Applying Data Science Techinques to Analyze Yelp DataSet. Part – 4 This is the Part where I will analyse Yelp Dataset from the customers perspective. In Part 1, I cleaned the data and made it analysis ready. In Part 2 and Part 3, I analysed data set from the Business perspective.

Type of Users :

100 gratis datingsider All the users are not same, some of them write lots of reviews, some writes few reviews, some are popular, some are not. Let’s start with classifying reviewers of Edinburgh. I want to classify them based on two different feature sets :

  1. Based on Reviewers Popularity and Activity in Yelp.
  2. Based on number of different Business categories users reviewed on Yelp
Based on Reviewers Popularity and Activity in Yelp :

I used guelph university dating site K-Mean clustering to cluster user’s dataset. For this, I used the whole User data set, which contains users from all the available countries. Once classes are assigned to each user, I filtered the users who have reviewed a business in Edinburgh for further inference.
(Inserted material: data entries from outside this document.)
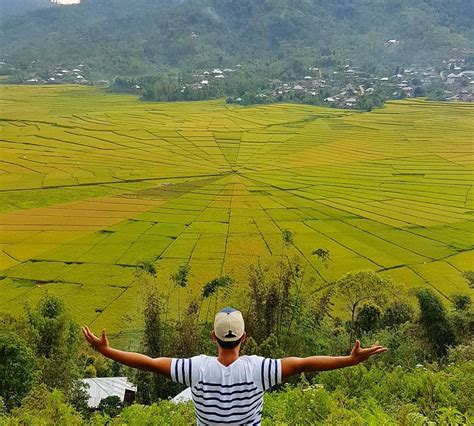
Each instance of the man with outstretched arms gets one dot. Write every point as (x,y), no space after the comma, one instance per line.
(228,389)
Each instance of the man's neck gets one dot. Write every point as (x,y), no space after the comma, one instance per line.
(228,356)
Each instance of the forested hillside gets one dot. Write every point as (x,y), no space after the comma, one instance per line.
(18,7)
(119,37)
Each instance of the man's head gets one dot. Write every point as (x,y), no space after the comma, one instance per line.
(229,328)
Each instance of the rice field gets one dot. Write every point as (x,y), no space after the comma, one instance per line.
(92,183)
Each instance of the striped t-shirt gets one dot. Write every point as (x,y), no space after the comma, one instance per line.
(231,395)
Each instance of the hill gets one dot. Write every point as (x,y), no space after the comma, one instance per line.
(9,8)
(118,38)
(96,183)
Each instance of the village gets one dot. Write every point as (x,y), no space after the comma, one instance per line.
(344,86)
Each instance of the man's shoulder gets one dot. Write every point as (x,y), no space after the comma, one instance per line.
(251,359)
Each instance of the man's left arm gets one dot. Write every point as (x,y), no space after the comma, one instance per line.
(291,366)
(132,359)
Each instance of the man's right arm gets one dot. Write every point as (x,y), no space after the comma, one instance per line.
(292,366)
(131,359)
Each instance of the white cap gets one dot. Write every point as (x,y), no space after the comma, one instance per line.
(229,325)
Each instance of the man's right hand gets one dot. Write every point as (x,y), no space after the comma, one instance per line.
(100,344)
(359,354)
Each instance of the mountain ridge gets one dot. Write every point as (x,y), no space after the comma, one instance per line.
(115,38)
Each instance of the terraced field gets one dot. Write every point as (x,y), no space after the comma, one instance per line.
(92,183)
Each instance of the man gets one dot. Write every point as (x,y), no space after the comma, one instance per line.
(229,389)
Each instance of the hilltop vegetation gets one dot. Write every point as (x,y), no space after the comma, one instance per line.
(426,376)
(123,38)
(95,183)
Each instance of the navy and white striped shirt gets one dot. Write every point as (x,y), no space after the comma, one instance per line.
(231,395)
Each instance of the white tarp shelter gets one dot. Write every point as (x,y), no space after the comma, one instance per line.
(102,387)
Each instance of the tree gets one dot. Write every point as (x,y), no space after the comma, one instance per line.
(110,406)
(361,287)
(18,370)
(180,279)
(396,314)
(43,406)
(55,340)
(434,321)
(368,318)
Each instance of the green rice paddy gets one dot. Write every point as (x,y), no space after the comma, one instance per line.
(92,183)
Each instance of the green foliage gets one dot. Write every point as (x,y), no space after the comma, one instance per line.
(435,322)
(55,339)
(362,287)
(43,407)
(368,318)
(181,276)
(211,287)
(110,406)
(155,36)
(147,266)
(397,313)
(18,370)
(323,254)
(469,277)
(461,302)
(287,237)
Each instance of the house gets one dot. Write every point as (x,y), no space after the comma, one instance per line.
(452,78)
(99,388)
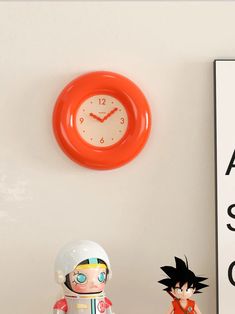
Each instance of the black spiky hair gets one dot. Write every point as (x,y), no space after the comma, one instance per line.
(181,274)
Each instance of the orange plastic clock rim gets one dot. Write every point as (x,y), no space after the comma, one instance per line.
(64,120)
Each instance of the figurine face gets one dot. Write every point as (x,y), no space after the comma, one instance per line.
(88,280)
(184,292)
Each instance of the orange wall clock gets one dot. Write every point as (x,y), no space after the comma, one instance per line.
(101,120)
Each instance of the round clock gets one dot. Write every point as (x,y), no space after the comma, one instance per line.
(101,120)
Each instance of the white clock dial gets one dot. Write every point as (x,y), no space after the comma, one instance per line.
(101,120)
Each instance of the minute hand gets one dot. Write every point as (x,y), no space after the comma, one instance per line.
(109,114)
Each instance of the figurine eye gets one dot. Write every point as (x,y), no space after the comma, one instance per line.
(80,278)
(178,290)
(189,290)
(102,277)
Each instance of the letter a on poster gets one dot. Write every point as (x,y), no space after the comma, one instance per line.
(224,71)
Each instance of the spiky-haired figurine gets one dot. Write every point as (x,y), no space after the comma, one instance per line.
(181,284)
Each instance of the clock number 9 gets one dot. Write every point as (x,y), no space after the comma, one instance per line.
(102,101)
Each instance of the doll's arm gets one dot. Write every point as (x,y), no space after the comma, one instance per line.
(170,310)
(60,307)
(197,311)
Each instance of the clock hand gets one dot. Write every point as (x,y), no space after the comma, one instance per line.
(96,117)
(109,114)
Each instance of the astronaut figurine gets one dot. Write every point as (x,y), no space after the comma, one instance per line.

I used following useful features for this:

  1. Number of   Compliments (cute, hot, list, plain, writer, photo, note, funny, profile and cool),
  2. Number of Votes (Cool, Funny and Useful),
  3. Number of years he has been elite users,
  4. number of Friends,
  5. Average Rating,
  6. Number of reviews
  7. Number of fans

see Determining the value of K for K-Mean algorithm – I used Elbow method and Plotted average distance of observations from the cluster centroid for different values of K. Initially I did the clustering using K=5. On comparing the user’s characteristics, it turned out that the 3 middle classifications were not much different from each other. Hence to simplify the result, I did the clustering again using K= 3.

Looking at the user’s characteristics I named them as

From the Cluster plot, It seems like Average User count is very low as compare to other two. So, I plotted all the clusters individually. I found that number of outstanding users less but sparse  (b), whereas the number of Average Users is very high but they are concentrated Figure (a).


Also, when I compared the percentage of outstanding users & active users in Edinburgh to overall users, I found that the concentration levels are comparatively higher in Edinburgh (Table-1).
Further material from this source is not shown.